Closed jjkk123456 closed 7 months ago
Hi @JKTang1 , Thank you for your interest in our work!
Our computation is mathematically equivalent to the standard transformer's torch.matmul(query, key)
calculation.
The variable that you see as query
in our implementation, is not the standard query, but it has gone through processing here: https://github.com/abertsch72/unlimiformer/blob/main/src/unlimiformer.py#L721 .
Please see section 2.3 in our paper.
Best, Uri
The top-k key attention calculation formula in Unlimiformer:
this_layer_prompt_keys: (batch, head, source_len, dim)
query: (batch, tgt, head, dim)
attn_weights = torch.matmul(this_layer_prompt_keys.unsqueeze(1), query.unsqueeze(-1)) \ .reshape(batch_size, tgt_len, query.shape[-2], 1,this_layer_prompt_keys.shape[-2])

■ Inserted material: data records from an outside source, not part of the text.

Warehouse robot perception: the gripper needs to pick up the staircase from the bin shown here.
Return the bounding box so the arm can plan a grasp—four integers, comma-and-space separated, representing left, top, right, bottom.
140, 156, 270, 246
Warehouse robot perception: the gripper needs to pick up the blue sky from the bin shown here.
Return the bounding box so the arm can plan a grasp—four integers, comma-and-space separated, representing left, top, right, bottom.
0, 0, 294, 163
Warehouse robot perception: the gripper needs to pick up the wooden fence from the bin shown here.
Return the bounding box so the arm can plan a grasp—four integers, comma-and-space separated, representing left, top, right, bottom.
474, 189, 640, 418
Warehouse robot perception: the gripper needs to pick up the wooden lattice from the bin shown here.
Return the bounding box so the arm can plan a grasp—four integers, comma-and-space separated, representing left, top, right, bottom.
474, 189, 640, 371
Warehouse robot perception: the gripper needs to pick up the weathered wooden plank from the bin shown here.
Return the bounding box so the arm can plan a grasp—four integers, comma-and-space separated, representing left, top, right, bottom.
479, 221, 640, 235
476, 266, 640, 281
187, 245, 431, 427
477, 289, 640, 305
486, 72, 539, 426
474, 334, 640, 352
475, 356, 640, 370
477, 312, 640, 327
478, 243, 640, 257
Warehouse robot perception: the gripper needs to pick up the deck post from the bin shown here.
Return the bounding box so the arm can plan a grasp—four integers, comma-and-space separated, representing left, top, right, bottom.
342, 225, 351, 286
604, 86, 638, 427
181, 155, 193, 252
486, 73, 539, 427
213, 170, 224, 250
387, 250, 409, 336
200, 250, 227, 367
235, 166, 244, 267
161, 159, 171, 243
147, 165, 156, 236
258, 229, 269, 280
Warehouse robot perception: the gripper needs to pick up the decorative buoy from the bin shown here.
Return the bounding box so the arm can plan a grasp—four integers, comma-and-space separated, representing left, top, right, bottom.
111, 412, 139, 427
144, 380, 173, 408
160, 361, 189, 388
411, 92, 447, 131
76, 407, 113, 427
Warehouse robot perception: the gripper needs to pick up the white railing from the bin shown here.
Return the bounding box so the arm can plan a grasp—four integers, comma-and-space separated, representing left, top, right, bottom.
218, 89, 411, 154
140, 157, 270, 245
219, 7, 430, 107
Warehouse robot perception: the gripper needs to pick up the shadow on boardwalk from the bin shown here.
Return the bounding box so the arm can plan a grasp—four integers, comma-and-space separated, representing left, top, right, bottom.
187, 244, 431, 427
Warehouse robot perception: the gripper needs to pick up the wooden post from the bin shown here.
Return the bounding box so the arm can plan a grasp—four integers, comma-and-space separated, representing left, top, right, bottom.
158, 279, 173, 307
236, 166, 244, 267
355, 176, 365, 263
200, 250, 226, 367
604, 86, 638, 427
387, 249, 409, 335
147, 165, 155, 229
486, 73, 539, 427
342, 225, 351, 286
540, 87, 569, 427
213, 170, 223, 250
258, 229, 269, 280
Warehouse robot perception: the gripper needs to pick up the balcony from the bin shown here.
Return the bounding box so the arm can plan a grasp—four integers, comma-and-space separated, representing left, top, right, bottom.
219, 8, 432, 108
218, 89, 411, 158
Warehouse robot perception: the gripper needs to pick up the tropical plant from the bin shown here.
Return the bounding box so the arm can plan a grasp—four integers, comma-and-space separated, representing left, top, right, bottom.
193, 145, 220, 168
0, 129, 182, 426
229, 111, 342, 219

The normal transformer multi-head attention mechanism:
key(batch*head, source_len, dim)
query(batch*head , target_len, dim)
att_weight = torch.matmul(query, key)
Unlimiformer uses the first attention calculation formula to get the top-k key, so i want to know why uses it and if i can use normal transformer multi-head attention mechanism to get top-k value.